Documentary and book, in collaboration with dancer, art therapist and professor Cássia Charrison
In 2004, the mental health hospital Dr. Eiras (Rio de Janeiro, Brazil), the largest private mental health asylum in Latin America at the time, went under federal intervention after 120 people died over 4 months. In an effort to prepare the institution for closure and place patients in more humane/ autonomous facilities, Cassia Charrison, a contemporary dancer who had been studying therapy through movement, was invited to work with the patients. The idea was to give voice to their bodies so they could communicate more clearly, return to walking, eating and talking again, faculties that most of them had lost during their period of incarceration and abuse.
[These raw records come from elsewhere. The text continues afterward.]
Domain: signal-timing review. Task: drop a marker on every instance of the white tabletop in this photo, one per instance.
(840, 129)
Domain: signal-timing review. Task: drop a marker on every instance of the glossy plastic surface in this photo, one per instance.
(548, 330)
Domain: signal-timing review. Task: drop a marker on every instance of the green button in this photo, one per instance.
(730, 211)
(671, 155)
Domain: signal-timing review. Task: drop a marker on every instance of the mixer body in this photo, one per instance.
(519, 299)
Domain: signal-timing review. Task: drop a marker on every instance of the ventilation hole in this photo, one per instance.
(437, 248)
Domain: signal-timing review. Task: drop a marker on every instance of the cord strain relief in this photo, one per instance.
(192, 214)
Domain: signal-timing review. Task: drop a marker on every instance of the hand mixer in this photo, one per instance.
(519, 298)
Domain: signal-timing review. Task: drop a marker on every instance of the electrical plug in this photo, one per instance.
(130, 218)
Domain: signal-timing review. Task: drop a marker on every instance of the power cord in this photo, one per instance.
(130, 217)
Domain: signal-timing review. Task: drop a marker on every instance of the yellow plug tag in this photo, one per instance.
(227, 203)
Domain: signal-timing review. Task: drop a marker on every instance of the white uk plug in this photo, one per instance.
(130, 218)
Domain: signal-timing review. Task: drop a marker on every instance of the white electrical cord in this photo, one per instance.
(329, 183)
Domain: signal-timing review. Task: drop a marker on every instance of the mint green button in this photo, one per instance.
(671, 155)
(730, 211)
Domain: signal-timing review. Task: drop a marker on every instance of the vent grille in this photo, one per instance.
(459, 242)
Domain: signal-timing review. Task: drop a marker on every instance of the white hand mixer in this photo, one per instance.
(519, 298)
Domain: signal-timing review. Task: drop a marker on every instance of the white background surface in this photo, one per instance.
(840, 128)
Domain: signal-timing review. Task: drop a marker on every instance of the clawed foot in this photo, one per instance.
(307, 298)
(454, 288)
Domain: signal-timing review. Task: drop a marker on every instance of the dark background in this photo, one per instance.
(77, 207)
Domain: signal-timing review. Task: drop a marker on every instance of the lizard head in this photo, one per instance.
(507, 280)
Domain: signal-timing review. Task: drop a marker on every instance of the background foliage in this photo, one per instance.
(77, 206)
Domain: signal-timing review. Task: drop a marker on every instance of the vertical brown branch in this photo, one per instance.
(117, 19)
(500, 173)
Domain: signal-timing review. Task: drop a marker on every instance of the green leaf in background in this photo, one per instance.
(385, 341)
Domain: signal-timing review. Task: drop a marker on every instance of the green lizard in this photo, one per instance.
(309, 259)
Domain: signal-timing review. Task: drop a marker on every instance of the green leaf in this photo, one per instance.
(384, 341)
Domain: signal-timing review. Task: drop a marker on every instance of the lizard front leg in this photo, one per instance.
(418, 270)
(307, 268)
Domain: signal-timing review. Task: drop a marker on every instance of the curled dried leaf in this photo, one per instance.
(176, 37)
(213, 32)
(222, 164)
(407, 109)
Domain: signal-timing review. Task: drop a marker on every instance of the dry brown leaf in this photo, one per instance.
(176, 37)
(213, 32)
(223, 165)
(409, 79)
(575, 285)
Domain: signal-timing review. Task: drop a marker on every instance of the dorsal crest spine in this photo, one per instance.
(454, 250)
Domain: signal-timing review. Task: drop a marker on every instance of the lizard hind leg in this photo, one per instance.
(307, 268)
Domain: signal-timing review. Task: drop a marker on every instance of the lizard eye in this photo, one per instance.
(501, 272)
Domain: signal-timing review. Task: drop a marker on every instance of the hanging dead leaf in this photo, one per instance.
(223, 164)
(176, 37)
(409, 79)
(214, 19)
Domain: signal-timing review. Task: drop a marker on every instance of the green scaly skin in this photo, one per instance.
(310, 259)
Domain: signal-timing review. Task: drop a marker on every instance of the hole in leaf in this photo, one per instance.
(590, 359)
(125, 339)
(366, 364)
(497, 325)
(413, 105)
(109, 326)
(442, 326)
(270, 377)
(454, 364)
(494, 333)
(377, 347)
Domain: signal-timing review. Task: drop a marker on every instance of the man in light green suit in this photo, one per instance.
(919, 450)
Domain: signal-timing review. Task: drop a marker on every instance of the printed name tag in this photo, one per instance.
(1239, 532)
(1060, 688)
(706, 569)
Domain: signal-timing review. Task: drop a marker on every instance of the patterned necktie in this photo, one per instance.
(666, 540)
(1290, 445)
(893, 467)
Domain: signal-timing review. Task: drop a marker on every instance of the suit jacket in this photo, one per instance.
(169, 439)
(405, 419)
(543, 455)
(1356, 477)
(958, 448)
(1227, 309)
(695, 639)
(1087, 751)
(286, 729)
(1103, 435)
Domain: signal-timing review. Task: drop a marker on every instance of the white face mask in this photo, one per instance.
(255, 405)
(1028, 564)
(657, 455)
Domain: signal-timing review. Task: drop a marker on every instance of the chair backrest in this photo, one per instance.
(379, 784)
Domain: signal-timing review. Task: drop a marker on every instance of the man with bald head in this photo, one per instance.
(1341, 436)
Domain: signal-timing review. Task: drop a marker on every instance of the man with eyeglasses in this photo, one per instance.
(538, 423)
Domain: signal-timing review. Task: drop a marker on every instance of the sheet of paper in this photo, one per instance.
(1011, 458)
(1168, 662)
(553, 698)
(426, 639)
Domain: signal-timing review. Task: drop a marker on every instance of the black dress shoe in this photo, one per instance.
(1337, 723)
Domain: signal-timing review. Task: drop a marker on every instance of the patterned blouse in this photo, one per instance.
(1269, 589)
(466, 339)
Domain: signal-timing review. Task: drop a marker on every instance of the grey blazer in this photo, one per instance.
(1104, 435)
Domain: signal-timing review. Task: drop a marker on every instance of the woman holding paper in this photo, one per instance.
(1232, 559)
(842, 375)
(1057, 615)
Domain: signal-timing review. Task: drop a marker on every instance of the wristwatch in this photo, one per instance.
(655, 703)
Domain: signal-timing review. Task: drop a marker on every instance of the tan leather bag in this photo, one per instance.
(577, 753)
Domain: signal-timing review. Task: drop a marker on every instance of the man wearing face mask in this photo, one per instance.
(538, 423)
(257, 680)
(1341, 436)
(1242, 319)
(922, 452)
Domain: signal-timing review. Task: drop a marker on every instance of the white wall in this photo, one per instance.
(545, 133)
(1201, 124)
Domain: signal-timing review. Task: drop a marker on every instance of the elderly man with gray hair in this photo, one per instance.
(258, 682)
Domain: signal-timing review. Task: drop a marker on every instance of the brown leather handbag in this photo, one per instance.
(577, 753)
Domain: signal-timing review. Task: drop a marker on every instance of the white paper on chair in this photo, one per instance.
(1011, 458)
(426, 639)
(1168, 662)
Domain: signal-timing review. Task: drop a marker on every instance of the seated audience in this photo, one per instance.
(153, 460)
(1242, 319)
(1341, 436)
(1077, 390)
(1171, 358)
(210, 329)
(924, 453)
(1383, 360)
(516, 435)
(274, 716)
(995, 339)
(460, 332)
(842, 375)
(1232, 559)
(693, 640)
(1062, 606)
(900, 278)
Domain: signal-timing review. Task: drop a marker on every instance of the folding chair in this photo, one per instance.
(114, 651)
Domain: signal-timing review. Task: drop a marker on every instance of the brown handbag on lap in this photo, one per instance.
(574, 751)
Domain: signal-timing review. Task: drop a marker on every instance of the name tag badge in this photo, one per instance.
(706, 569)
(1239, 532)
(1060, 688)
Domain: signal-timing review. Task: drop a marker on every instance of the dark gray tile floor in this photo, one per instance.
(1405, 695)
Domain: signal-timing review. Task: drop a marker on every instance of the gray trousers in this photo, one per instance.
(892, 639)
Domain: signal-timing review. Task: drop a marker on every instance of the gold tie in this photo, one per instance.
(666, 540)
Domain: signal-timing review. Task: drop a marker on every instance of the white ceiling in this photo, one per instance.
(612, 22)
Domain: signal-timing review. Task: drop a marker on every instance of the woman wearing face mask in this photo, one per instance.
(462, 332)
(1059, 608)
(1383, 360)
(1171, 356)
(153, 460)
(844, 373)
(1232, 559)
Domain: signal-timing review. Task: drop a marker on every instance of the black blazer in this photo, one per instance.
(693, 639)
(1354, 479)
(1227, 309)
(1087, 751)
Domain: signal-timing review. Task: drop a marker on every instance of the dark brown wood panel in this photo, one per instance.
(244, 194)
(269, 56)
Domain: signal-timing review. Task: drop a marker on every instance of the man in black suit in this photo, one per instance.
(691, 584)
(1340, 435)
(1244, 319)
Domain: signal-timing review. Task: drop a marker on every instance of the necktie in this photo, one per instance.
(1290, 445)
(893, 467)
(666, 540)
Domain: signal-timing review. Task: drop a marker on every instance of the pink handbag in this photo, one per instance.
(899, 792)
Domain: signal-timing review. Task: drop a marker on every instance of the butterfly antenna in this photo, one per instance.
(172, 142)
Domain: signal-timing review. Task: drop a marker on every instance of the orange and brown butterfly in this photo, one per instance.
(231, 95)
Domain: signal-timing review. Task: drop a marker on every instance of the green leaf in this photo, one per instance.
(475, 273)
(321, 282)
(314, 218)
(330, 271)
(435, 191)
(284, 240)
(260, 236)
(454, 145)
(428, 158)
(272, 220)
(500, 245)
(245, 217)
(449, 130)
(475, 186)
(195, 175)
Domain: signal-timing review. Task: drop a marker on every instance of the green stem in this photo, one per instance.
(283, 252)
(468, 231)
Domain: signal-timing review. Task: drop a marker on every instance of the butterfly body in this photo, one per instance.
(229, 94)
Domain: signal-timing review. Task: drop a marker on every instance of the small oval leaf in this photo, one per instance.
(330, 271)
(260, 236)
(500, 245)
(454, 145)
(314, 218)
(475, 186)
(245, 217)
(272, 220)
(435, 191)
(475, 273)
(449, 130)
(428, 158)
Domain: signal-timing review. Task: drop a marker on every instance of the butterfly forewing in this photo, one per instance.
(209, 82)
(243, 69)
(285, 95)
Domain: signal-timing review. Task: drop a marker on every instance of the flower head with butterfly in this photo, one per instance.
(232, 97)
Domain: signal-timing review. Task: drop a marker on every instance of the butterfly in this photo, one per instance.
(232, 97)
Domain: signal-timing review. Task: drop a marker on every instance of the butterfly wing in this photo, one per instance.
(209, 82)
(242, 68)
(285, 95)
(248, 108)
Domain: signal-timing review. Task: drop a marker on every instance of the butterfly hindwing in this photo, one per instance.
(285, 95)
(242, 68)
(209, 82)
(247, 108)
Cassia’s practice blends the method of counciousnes thorugh movement with the tradition of healing through afection and art pioneered in Brazil by psichiatrist Nise da Silveira, who also founded the Museum of the Images of the Unconscious in 1952. When I saw Cassia interacting with the group for the first time, I was perplexed by how organically she communicated with them. Despite those people were severely impaired regarding their speech and general social interaction, it seemed very possible to communicate with them. I’ve been following her work since, and in 2021 we’re releasing a full feature documentary, and publishing a book with the interviews made for the film.
Short video pieces have been screened along Cássia’s talks at Angel Vianna Dance College Colloquium (2013), at Angel Ocupa NISE (2018), and at SVA’s Flatiron Gallery as part of the show Concerning Human Understanding (2015).